The Ukrainian army knew exactly where to aim its newly-delivered, American-made M39 missiles on Monday night or early Tuesday morning: the northern apron at the airfield outside Russian-occupied Berdyansk.
That’s where the Russian air force had been parking some of the attack helicopters it had deployed for operations over southern Ukraine.
The Ukrainian rocketeers punched the coordinates into their High-Mobility Artillery Rocket Systems’ fire-controls. Three M39s lanced into the nighttime sky and, a few minutes later, scattered nearly a thousand submunitions apiece across the apron.
The result was “one of the most serious strikes of all time” in Russia’s 21-month wider war on Ukraine, according to Fighterbomber, a popular Russian Telegram channel. The Ukrainian military claimed it destroyed a combined nine helicopters in the Berdyansk attack and a simultaneous raid on a facility in Luhansk, farther to the east.
Ukrainian analysis team Frontelligence Insight compared high-resolution Planet Labs satellite imagery from September with lower-resolution imagery from Wednesday broadly to confirm the military’s claim.
Frontelligence Insight scrutinized imagery from Sept. 29 and pinpointed four Kamov Ka-52 and one Mil Mi-24 helicopters parked on the northern apron at the Berdyansk base. The group then scrutinized imagery from Oct. 17—and found scorch marks where those five helicopters should have been.
As for the other four ‘copters Kyiv claimed it destroyed: maybe they were in Berdyansk, maybe they were in Luhansk. “Additional signs of destruction exist on the airfield” in Berdyansk, Frontelligence Insight noted. “However, we haven’t included these details in this report due to the challenge of properly identifying objects and assessing the extent of their damage.”
The damage Frontelligence Insight was able to confirm stretches across a roughly 400-yard length of the apron. That the Ukrainians precisely could strike that specific swathe of the airfield underscores the fundamental soundness of the M39 missile.

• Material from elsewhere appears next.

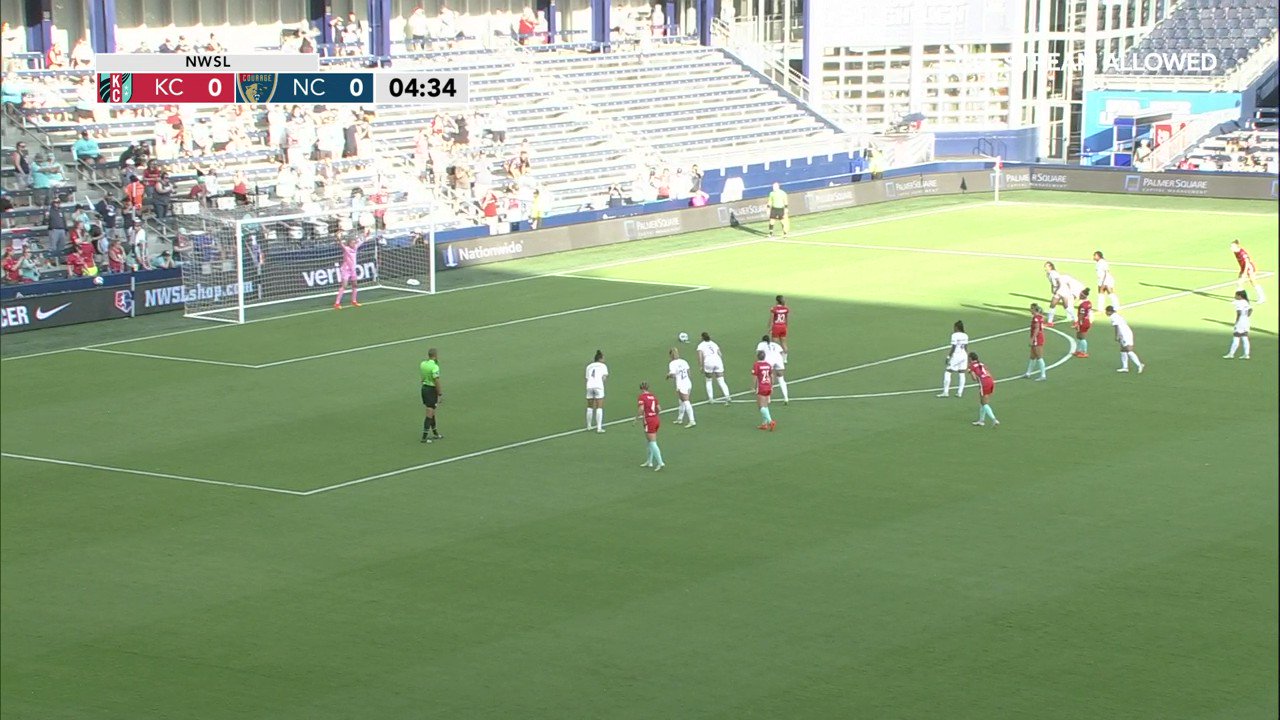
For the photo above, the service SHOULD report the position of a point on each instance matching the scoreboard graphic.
(145, 80)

The M39 Army Tactical Missile System, or ATACMS, is a two-ton, 13-foot ballistic missile with a solid rocket motor and a warhead containing 950 grenade-size submunitions. Fired by a tracked or wheeled launcher, the 1990s-vintage missile ranges as far as 100 miles under inertial guidance.

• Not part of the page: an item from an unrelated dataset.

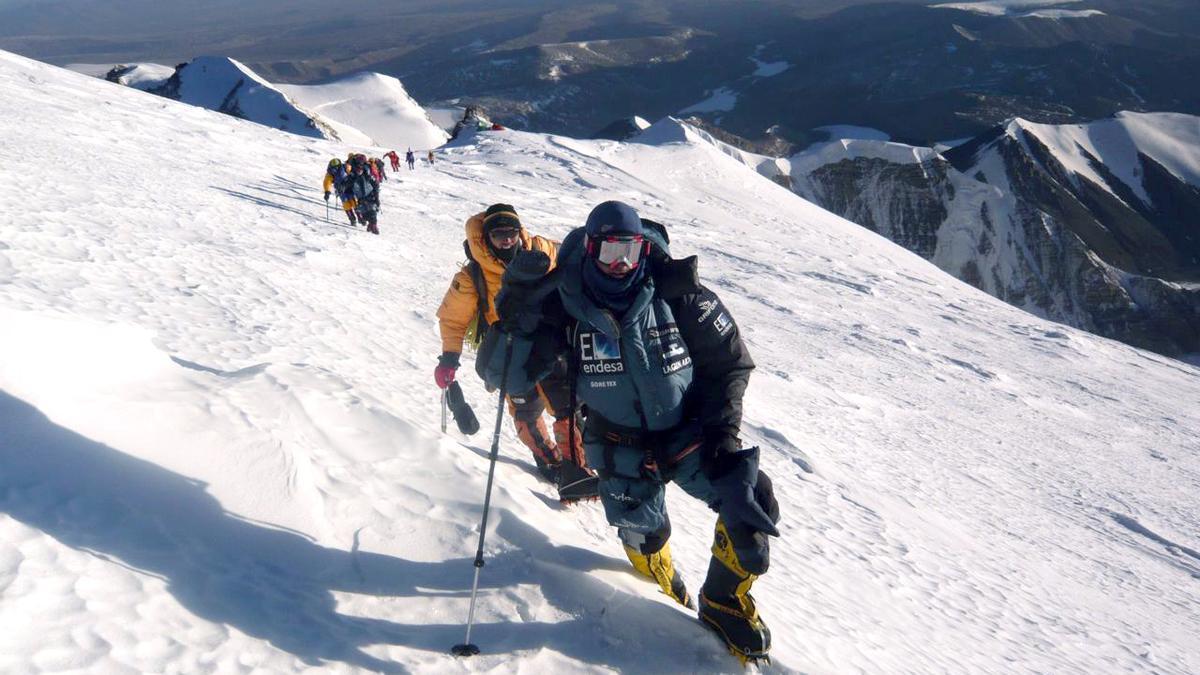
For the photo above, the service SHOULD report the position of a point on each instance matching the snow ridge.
(241, 392)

An M39 usually should strike within 50 yards or so of its aim-point. This isn’t super-accurate by modern standards, but it’s accurate enough considering that the M39 is an area weapon. As the missile plummets toward its target, it spins and pops open, scattering its steel-and-tungsten bomblets across an area of potentially tens of thousands of square feet.
A submunition warhead is perfect for striking large installations crowded with unprotected equipment. An airfield, for example, with its fragile airplanes, helicopters, fuel bowsers and support equipment.

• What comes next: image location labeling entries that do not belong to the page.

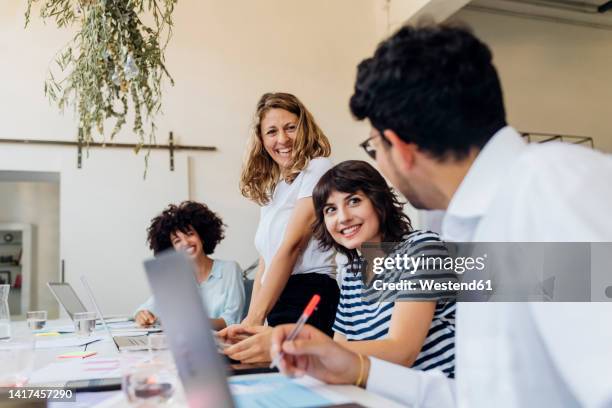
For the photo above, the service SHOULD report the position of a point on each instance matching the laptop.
(172, 279)
(67, 297)
(70, 301)
(123, 343)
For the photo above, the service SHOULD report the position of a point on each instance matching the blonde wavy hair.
(260, 174)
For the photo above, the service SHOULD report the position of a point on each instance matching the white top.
(274, 218)
(523, 354)
(222, 293)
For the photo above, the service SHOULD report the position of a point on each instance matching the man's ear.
(405, 151)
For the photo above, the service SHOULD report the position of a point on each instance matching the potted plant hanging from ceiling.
(113, 63)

It’s not for no reason that, when it tested the M39, the U.S. Army aimed the missile at a mock airfield where the service parked old helicopters and trucks. Footage of the test depicts submunitions tearing into the vehicles.
Given the size of the Berdyansk airfield, it still was necessary for the Ukrainian rocket battery to aim its ATACMS at specific corners of the target—and count on the rocket’s accuracy and area effects to do the rest.
It worked. And now the Russians must make some difficult choices in order to protect their surviving rotorcraft from follow-on ATACMS raids.
“The impact of this devastating attack is undeniable,” Frontelligence Insight noted. “It will likely disrupt helicopter operations in the south of Ukraine for some time, compelling the Russians to adjust their logistics and the operations of nearby helicopter bases.”